Defunct wooden roller coaster

Raging Wolf Bobs was a wooden roller coaster located at Geauga Lake amusement park in Ohio. Designed by Curtis D. Summers to resemble Bobs, a popular roller coaster at the defunct Riverview Park in Chicago, Raging Wolf Bobs was constructed by the Dinn Corporation and opened to the public in 1988. It operated until June 16, 2007, following an accident involving the derailment of a train that unexpectedly rolled backward on one of the track's hills. After remaining closed for the rest of that season, park owners Cedar Fair announced the permanent closure of Geauga Lake, sealing the fate of Raging Wolf Bobs.

==History==
Geauga Lake owner Funtime, Inc. planned to add a new roller coaster – the park's first in ten years – to celebrate the park's centennial anniversary in 1988. Dinn Corporation was hired to install the new ride with the help of Curtis D. Summers, who modeled the design of the roller coaster after Bobs, a coaster from the 1920s which operated at Chicago's Riverview Park until 1967. An investment of $2.5 million, Raging Wolf Bobs opened to the public on May 28, 1988. It was marketed with the slogan "The legend of terror returns". The ride was retracked throughout its life by Martin & Vleminckx.

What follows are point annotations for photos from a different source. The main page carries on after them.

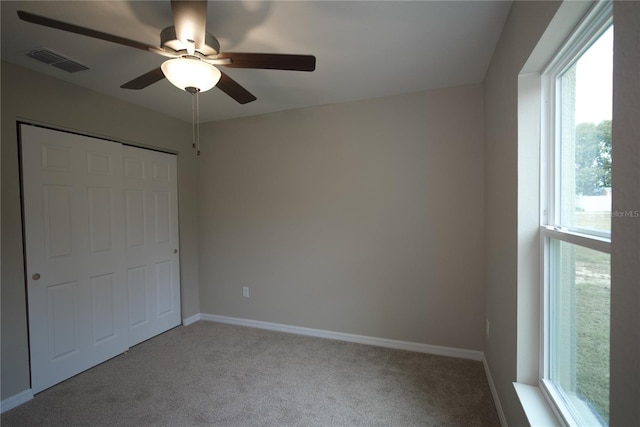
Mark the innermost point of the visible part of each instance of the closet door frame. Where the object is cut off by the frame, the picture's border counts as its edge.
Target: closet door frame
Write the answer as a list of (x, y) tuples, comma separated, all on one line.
[(75, 251)]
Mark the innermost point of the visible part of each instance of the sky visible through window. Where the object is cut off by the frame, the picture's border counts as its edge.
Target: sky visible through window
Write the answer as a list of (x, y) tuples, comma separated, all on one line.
[(594, 85)]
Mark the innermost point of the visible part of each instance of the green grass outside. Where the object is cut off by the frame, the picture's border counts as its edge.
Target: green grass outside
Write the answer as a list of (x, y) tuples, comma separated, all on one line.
[(593, 298)]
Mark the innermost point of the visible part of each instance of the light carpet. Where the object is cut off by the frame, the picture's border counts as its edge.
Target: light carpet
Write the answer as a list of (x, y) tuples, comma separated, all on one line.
[(212, 374)]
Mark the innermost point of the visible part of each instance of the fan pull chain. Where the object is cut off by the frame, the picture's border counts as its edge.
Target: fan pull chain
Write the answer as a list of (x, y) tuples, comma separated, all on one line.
[(193, 120), (198, 122)]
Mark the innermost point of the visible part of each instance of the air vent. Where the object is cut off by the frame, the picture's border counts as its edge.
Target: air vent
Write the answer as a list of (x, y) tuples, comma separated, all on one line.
[(52, 58)]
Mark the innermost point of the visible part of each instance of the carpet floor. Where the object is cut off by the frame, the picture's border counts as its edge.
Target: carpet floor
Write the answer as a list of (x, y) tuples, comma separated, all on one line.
[(212, 374)]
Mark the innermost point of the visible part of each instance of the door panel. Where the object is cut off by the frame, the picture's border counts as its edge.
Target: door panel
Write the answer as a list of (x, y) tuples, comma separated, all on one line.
[(76, 266), (101, 238), (151, 206)]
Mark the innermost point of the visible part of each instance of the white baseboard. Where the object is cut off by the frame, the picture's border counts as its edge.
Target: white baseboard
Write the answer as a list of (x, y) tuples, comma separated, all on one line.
[(15, 400), (494, 393), (191, 319), (360, 339)]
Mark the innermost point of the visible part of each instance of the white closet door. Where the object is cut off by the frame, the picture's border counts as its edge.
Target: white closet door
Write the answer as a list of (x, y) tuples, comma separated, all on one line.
[(151, 218), (75, 248)]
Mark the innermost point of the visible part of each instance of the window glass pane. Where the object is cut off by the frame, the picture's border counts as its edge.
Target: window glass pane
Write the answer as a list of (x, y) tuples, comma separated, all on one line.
[(585, 138), (579, 297)]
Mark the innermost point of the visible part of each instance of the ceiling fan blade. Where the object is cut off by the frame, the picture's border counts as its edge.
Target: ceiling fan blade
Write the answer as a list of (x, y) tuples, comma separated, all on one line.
[(190, 21), (234, 90), (272, 61), (64, 26), (145, 80)]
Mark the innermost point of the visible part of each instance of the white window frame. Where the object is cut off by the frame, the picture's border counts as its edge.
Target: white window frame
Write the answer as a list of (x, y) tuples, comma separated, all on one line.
[(597, 20)]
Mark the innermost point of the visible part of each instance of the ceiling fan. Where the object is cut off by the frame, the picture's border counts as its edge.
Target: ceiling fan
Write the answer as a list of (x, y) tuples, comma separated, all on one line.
[(192, 53)]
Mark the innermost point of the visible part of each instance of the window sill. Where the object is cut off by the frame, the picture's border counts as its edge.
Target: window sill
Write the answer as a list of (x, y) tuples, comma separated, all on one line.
[(535, 406)]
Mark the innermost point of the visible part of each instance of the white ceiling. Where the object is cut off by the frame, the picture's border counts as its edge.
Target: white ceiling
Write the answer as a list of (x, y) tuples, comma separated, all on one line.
[(364, 49)]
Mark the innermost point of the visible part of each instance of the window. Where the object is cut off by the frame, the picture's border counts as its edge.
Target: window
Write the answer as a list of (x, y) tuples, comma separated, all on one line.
[(576, 222)]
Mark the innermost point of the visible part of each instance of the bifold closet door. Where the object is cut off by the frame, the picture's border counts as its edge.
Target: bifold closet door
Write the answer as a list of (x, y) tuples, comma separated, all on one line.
[(151, 217), (75, 252)]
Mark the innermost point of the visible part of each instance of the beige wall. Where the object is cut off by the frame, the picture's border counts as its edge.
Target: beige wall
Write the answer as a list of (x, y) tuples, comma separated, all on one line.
[(34, 97), (362, 218), (625, 230)]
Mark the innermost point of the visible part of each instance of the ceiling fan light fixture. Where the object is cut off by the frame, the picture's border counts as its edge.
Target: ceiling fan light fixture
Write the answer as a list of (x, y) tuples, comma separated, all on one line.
[(191, 73)]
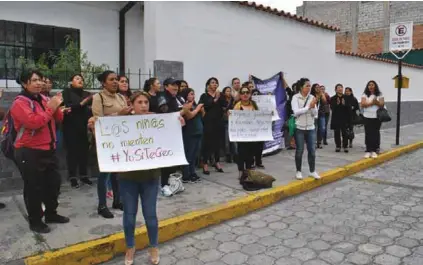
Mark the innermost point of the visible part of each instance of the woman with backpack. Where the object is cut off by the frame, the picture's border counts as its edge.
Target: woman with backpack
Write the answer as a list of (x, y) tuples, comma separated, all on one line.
[(35, 153), (108, 103)]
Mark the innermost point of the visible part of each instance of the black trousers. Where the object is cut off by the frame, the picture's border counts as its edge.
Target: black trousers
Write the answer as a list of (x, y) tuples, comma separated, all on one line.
[(372, 134), (246, 151), (39, 171), (341, 132), (258, 153), (76, 154)]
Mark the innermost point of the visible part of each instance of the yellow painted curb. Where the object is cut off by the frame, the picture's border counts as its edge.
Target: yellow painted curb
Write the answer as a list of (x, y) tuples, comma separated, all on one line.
[(104, 249)]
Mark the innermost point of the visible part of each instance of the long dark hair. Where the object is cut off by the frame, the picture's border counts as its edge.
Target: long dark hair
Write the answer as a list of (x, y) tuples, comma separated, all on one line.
[(209, 81), (313, 89), (128, 93), (301, 83), (367, 91), (350, 89), (148, 83)]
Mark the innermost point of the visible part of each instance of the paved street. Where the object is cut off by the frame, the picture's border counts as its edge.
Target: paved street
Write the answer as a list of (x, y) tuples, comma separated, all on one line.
[(375, 217)]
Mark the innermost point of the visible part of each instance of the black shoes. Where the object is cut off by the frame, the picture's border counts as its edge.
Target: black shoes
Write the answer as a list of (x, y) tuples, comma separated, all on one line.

Following the park's permanent closure in 2007, Raging Wolf Bobs was sold in an auction to an unnamed buyer for $2,500 on June 17, 2008. In 2011, the coaster's slow dismantling began, and it was completed by early 2014.

==Incident==
On June 16, 2007, a train failed to climb a hill and rolled backward. The last car of a train partially derailed in the process, but there were no injuries. The incident, which caused significant damage, closed the attraction for the remainder of the season. Geauga Lake owner Cedar Fair announced the permanent closure of the amusement park on September 21, 2007, ending the attraction's run at Geauga Lake.